En considérant ce théorème sous le point de vue le plus philosophique, on ne le trouve peut-être pas moins remarquable par la manière dont il résulte des équations générales du mouvement, que par son importance analytique ou physique. En effet cette coexistence des divers ordres d'oscillations infiniment petites d'un système quelconque, autour de sa situation de stabilité, a lieu parce que l'équation différentielle qui exprime la loi de l'un quelconque de ces mouvemens se trouve être linéaire, et conséquemment de la classe de celles dont l'intégrale générale est nécessairement la simple somme d'un certain nombre d'intégrales particulières. Ainsi, sous le rapport analytique, la superposition des divers mouvemens oscillatoires a pour cause l'espèce de superposition qui s'établit alors entre les différentes intégrales correspondantes. Cette importante corrélation est certainement, comme l'observe avec raison Laplace, un des plus beaux exemples de cette harmonie nécessaire entre l'abstrait et le concret, dont la philosophie mathématique nous a offert tant de vérifications admirables.

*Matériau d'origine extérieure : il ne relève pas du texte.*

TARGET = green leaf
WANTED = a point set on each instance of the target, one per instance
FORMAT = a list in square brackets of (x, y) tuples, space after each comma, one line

Telles sont les principales considérations philosophiques relatives aux différens théorèmes généraux découverts jusqu'ici dans la mécanique rationnelle, et qui tous dérivent, comme de simples déductions analytiques plus ou moins éloignées, des lois fondamentales du mouvement sur lesquelles repose le système entier de la science phoronomique. L'examen sommaire de ces théorèmes, dont l'ensemble constitue un des monumens les plus imposans de l'activité de l'intelligence humaine convenablement dirigée, était indispensable pour achever de déterminer le caractère philosophique de la science de l'équilibre et du mouvement, déjà suffisamment tracé dans les leçons précédentes, à l'égard de la méthode. Nous pouvons donc maintenant nous former nettement une idée générale de la nature propre de cette seconde branche de la mathématique concrète, ce qui devait être le seul objet essentiel de notre travail à ce sujet.
Je me suis efforcé, dans ce volume, de faire sentir, autant qu'il a été en mon pouvoir, en quoi consiste réellement la philosophie mathématique, soit quant à ses conceptions abstraites, soit quant à ses divers ordres de considérations concrètes, soit enfin quant à la corrélation intime et permanente qui existe nécessairement entre les unes et les autres. Je regrette vivement que les limites dans lesquelles j'ai dû me renfermer, vu la destination de cet ouvrage, ne m'aient point permis de faire passer, autant que je l'aurais désiré, dans l'esprit du lecteur mon sentiment profond de la nature de cette immense et admirable science, qui, base nécessaire de la philosophie positive tout entière, constitue d'ailleurs évidemment, en elle-même, le témoignage le plus irrécusable de la portée du génie humain. Mais j'espère que les penseurs qui n'ont pas le malheur d'être entièrement étrangers à cette science fondamentale pourront, d'après les réflexions que j'ai indiquées, parvenir à en concevoir nettement le véritable caractère philosophique.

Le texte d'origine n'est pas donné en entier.